Tuesday, May 15, 2007

Next Generation Search Engines revisited...

As reader of my blog for sure you know that one of the main topics is (semantically enhanced) searching the web. Recently I was rereading Andrei Broder's short paper on 'A taxonomy of web search'[1], where he was also referring to the three generations of web search engines. His article dates back to 2002. Environment and technology in the web are rapidly changing. So, what about this three generations? Do we already need a 'next generation'? And what about the discussion about 'Search 2.0'?...
But first, let's recall the three generations according to Broder:

  • First generation: search engines are useing almost only on-page data such as text and formatting information to compute result ranking (1995-1997, cf. Alta Vista, Excite, etc...).

  • Second generation: search engines are using off-page, web-related data such as link analysis, anchor-texts, and click-through data (1998-..., cf. Google).

  • Third generation: search engines try to blend data from multiple, heterogeneous sources trying to answer 'the need behind the query'. The computed results are customized according to the user's information needs, taking into account the user's personal data background, context, and intention (now? - ...).

Clearly, search engines of the third generation include social networking information, tagging, user feedback, semantic analysis, recommendations, and trustworthyness of information (according to its source).
In read/write web the topic is also addressed as comparison of traditional search technologies with what they call 'Search 2.0' [2]. As usual, I don't like the 2.0-term. What is discussed there, refers to Broder's definition of 'Third generation' and adds nothing significant new to it (besides the marketing term). But, the article is definitely worth reading, because a lot of recent search engines are referenced and discussed (and also because of the interesting discussion that follows). They distinguish between 'Finding' information and 'Discovering' information, while relating the second term to 'Search 2.0'.

Broder distinguishes different sorts of web search queries:

  1. Navigational: intented use is to reach a particular web page (similar to 'known item' search in classical information retrieval). Therefore, navigational queries usually do have only one 'right' result.

  2. Informational:
  3. intended use is to acquire information assumed to be present on one or more web pages (as in classical information retrieval).
  4. Transactional:
  5. intended use is to find a web page, where further transactions (e.g. shopping) will take place.
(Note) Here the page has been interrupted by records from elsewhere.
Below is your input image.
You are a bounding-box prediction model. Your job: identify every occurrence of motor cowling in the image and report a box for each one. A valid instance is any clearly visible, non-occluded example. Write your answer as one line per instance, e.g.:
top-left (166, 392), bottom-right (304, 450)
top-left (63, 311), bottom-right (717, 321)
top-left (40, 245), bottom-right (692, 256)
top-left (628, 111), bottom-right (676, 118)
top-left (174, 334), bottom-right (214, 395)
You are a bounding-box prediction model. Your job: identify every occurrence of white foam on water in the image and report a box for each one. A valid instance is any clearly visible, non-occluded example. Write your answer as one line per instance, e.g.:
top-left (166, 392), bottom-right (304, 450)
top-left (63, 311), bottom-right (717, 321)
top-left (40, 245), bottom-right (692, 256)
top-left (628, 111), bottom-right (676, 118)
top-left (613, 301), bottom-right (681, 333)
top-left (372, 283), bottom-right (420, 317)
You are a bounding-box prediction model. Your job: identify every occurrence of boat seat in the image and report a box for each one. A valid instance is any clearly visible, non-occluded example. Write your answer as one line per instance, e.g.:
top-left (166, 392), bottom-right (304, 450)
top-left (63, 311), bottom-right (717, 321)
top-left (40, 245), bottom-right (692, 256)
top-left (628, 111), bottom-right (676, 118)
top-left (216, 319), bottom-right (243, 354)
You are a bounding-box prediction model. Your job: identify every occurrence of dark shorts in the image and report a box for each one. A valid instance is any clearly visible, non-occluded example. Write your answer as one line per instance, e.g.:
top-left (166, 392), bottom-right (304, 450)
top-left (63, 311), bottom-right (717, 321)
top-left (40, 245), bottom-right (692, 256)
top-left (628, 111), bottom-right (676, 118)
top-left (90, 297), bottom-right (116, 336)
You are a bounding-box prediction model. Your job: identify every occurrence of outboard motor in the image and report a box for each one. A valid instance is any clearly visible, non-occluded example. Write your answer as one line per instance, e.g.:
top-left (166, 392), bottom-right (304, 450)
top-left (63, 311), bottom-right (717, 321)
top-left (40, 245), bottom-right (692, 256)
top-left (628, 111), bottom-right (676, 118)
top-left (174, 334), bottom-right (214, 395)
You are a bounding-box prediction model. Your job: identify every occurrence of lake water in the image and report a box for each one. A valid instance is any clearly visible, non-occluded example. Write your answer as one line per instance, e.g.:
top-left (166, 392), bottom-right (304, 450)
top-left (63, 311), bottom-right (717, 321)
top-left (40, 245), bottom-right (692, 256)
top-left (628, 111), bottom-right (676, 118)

If we take social bookmarking services, navigational queries can be computed simply by using the user's personomy (i.e. the set of all tags used by a distinct user). If the goal is to find a web page, which has been already accessed in the past, the page might be found quickly, if the user has registered the page within the bookmarking service (which comes to 'Finding' information). But, the query might also be resolved by using other people's tags, if somebody has tagged the page (with objectively descriptive tags).
Social bookmarking services are also usefull for the other two purposes. In addition, if the page is found, the social networking information can be utilized for 'discovering' new, previously unkown, but related (similar) information (which comes to 'Discovering' information). Hotho et al. present an adaptive ranking algorithm (FolkRank) for social bookmarking systems and discuss the problems that arise for tag-based search engines [3].

But, to answer the 'need behind the query' as Broder states in his definition of 'Third generation search engines', further personalization is mandatory. Only, if the search engine is able to find out the context of a query w.r.t. a given user and a given situation (i.e. even the same user might have different information needs in different situations), then it is possible to grasp the actual context of the query, and thus, also the 'need behind the query'...
[to be continued]

[1] Andrei Broder: A taxonomy of web search, SIGIR Forum 36, pp. 3-10, 2002.
[2] Ebrahim Ezzy, Richard MacManos: Search 2.0 vs. Traditional Search, read/write web, June 20th, 2006.
[3] Andreas Hotho, Robert Jäschke, Christoph Schmitz and Gerd Stumme: Information Retrieval in Folksonomies: Search and Ranking, in Proceedings of the 3rd European Semantic Web Conference, pp. 411-426, 2006.